In fact, as Flores points out, the coyote has accommodated the nation's urbanization by, in many instances, morphing from prairie (and woodland) animal to city dweller. Some 5,000 coyotes are believed to inhabit Los Angeles, where they tend to live longer than their rural counterparts. Similarly, though largely unseen, a thousand or more coyotes likely inhabit the greater Twin Cities, and thousands more live in or near Chicago, where at times for food they munch on Canada geese that prowl the city's lakeshore.

That any coyotes are alive anywhere in North America is a credit to their "continuous behavioral improvisation," as the writer Mike Davis describes it in Flores' book.

Americans who pushed west in the 1800s didn't know what to make of coyotes. Wolves by then were predators of legend and in many quarters, feared.

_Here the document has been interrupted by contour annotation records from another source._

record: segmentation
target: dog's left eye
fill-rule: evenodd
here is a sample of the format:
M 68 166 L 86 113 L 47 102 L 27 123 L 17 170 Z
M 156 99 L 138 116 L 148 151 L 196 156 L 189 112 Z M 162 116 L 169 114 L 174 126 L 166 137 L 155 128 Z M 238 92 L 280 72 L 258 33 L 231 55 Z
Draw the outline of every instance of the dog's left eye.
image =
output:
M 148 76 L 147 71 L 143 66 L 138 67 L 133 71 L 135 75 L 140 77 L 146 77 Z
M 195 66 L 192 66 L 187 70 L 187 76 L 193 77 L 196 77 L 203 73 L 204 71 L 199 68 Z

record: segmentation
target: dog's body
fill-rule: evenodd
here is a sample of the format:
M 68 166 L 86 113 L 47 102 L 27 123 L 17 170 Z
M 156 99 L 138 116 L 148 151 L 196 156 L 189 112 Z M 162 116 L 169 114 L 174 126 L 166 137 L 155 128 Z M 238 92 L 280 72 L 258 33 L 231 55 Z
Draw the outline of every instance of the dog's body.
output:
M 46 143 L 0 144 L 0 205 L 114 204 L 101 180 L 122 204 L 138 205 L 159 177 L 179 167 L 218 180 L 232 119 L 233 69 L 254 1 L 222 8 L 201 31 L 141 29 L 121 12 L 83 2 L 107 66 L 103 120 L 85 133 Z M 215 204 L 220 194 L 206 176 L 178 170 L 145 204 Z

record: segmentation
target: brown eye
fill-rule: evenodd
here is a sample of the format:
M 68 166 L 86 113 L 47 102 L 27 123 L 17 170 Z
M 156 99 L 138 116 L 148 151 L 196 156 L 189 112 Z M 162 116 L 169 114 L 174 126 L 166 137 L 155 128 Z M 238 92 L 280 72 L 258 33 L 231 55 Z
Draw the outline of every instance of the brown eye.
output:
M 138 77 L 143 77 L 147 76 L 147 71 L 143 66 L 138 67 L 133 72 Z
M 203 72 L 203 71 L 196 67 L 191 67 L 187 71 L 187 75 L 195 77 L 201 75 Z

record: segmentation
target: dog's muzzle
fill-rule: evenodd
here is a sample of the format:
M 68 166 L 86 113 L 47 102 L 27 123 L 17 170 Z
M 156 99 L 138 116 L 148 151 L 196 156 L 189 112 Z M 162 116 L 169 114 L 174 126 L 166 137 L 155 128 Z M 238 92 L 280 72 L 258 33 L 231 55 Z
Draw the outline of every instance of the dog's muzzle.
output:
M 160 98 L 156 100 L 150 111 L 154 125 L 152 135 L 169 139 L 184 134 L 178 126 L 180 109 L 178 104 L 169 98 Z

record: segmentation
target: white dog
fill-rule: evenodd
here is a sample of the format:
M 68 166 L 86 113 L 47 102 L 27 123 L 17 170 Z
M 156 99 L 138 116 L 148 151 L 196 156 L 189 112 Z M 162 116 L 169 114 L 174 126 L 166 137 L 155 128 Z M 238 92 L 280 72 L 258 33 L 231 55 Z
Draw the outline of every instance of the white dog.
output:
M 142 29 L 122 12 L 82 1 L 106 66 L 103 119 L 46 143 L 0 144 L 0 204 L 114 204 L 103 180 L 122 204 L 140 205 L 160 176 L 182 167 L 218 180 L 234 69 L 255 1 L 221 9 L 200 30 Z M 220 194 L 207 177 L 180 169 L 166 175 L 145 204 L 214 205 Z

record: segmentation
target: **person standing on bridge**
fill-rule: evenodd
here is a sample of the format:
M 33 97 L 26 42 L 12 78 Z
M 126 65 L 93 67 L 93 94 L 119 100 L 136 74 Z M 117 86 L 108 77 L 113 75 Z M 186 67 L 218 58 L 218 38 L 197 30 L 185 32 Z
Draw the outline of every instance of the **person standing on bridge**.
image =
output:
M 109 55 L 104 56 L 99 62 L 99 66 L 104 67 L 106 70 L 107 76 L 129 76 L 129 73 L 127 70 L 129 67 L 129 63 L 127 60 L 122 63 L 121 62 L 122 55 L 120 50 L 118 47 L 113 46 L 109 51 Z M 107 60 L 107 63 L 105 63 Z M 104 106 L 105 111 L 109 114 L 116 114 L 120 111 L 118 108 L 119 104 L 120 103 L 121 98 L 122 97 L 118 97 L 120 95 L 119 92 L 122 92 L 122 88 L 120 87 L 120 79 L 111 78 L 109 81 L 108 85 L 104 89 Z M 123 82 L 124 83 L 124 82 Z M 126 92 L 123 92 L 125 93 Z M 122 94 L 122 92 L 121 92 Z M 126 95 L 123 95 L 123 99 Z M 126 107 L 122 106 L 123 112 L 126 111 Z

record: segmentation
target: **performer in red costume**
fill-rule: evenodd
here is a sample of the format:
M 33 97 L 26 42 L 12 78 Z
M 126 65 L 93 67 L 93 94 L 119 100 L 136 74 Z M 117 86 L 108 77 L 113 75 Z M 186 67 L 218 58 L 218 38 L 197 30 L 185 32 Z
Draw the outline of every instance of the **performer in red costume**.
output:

The smaller coyote, though obviously a predator, seemed less threatening and in fact was known to scamper through campsites seeking tidbits and morsels.

It wasn't until buffalo were eradicated from the plains and, in their absence, farmers and ranchers broke ground to raise crops and livestock that the coyote's bad-guy image solidified. Beef calves were vulnerable to these marauders, and sheep even more so.

Mark Twain's bestselling "Roughing It," published in 1872, fanned the nation's anti-coyote fervor, Flores says. "The cayote is a long, slim, sick, and sorry-looking skeleton, with a gray-wolf skin stretched over it," Twain wrote, adding, "the meanest creatures despise him, and even fleas would desert him."

By the 1850s, the killer chemical strychnine, made from the seed of an East India fruit, was widely available, and travelers west would sometimes toss a tiny amount onto a dead horse or bison and wait for unsuspecting coyotes to feast on the carcasses. Dying shortly thereafter from "wrenching, convulsive cramping — a truly shocking sight," the coyotes would be skinned and their pelts sold, traded or used for clothing.

In time, hoping to wipe out coyotes, or at least control their numbers, states would offer bounties for their pelts. The federal government joined the fight in 1914 when it awarded $125,000 for use "on the national forests and the public domain in destroying wolves, coyotes and other animals injurious to agriculture and animal husbandry."

A new poison, thallium sulfate, was added to government's anti-coyote campaign in the early 1900s, and by one estimate, between 1915 and 1947 nearly 2 million coyotes had been killed by state and federal fiat — with another 3 million carpet-bombed in the next 25 years.

A turning point came at the hand of an unlikely coyote advocate: President Richard Nixon. The environmental movement that began in the 1960s set the stage for Nixon to make a remarkable speech in 1972 in which he said even the least among wild things possesses "a right to exist — not granted to them by man, and not his to take away ... I am today barring the use of poisons for predator control on all public lands."

Today, for good reason, livestock producers are among those who still want coyotes killed. Some game managers do, too, because coyotes dispatch a lot of deer fawns. City dwellers who have lost pets to coyotes also wish them a part of history.

In response, some state and federal agencies still target coyotes, though more strategically than in the past.

At the end of his book, Flores points out that coyotes have survived not only history's most intensive poisoning campaigns, but two "epic climate swings, one the demise of deep, cold and wet, the other the peak of hot and dry."

So perhaps, he says, it would be a good idea to pay attention to the coyote's adaptive capacities as humans face "what from all best indications looks to be a noir future, a daunting challenge environmentally and ecologically."

And what about that coyote ensnared years ago in a leghold trap near Hallock?

He caught a break, and soon enough was on his way.